New York City–based interior designer Emma Beryl’s latest clients live in a quintessential Upper East Side building (think: Charlotte York-Goldenblatt’s address in Sex and the City). There’s an elevator operator, a formal doorman, and 1920s prewar charm galore. So naturally, when the couple set out to renovate the three-bedroom space, Beryl embraced the neighborhood’s classic style. “But we also didn’t want it to feel like we were setting unrealistic expectations for a young family to live in,” says the designer. With that in mind, she embraced traditional furniture silhouettes in fun colors (peep the Aegean blue sofa) and similarly opted for elegant millwork in the main bedroom, but swathed everything in a soft green paint color.

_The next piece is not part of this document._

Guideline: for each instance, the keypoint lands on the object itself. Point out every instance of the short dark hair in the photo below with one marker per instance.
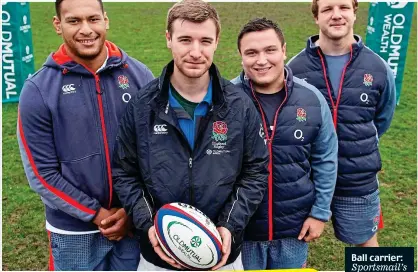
(260, 24)
(58, 7)
(196, 11)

Before Beryl could get to work, architect Gary Eisner and his team at BuiltIn Studio reoriented the apartment’s layout. The split-level living area was changed into a guest bedroom; all the doorways were made extra-high as a nod to the space’s grand prewar roots; and they added steel doors in between the more public entertaining areas and the hallway leading to the bedrooms. With the home’s flow in a solid place, the designer sought a balance between “old New York and new Park Avenue.”
Make a Closed-Off Kitchen Feel Open Concept
While the kitchen’s zigzag-like layout isn’t all that conducive to entertaining, Beryl didn’t mind it that way. “Opening up the kitchen would have been a departure from that old-world, classic Upper East Side apartment style,” she explains. Still, the designer wanted to make it a place where the couple’s toddler could hang out while dinner is in the works, so she reserved one corner for a tiny breakfast nook. The long bench is finished with thick-weave Maharam fabric, so it’s extra-durable.
The dark blue cabinets also strike a balance between modern and traditional: Typical Shaker rails and stiles would have looked too stuffy, so Beryl went with a thin beading around the door edges for a fresh look.
Save a Spot for the Adults
In a space most would designate as a bedroom, Beryl created a library-slash-WFH zone for the adults in the house. “When they have friends over and don’t want to be in kid-land, they have a place where they can sit and have a drink,” she notes of the toy-free spot. Fully enveloping every surface in the same rich navy hue (it’s even on the ceiling in the form of wallpaper) makes the private area feel like a cozy cocoon.
Go (Light!) Green
One of Beryl’s top tools for making a home feel less formal and more family-friendly is paint. Farrow & Ball’s Cromarty is a muted green inspired by a place of swirling mists and, in the bedroom, it achieves the desired effect. Beryl swathed the walls and new closets in the shade, and rather than leave the gap underneath the windowsill empty, she doubled down on function with a storage bench. No room for a TV? No problem. A projector screen is hidden behind the roman shade so when the homeowners are in bed they can simply wind it down.
Achieve Family-Friendly With Wallpaper
In the secondary bathroom, Beryl sought a different type of balance: guest- and kid-friendly. (The room is mostly used by the couple’s 3-year-old, but it had to be fit for out-of-towners, too.) Covering the walls in a playful wallpaper print gives it a fun touch come bath time, while the simple square shower tiles and dark grout keep things looking streamlined.
There’s no mistaking that a kid lives in the second bedroom, though. Beryl chose a jungle-themed wallpaper from Etsy and used it on all the walls to really transport the little one to the depths of the Amazon. The powder room presents another full-force pattern moment. Because the space is connected to a small Peloton area, Beryl kept the sports theme going with a swimmer-inspired print.
Don’t Let Your Windows Go Bare
For her final touch, Beryl addressed the apartment’s window treatments. “It always ends up being the hardest conversation because they’re expensive and I think they make people nervous,” notes the designer. Her argument? “It’s also the biggest glow-up.” One example is in the living room, where blue patterned drapes adds a strong punch. “It makes it like a celebratory event,” she continues. “It’s another opportunity to add something beautiful, so you need to take it.”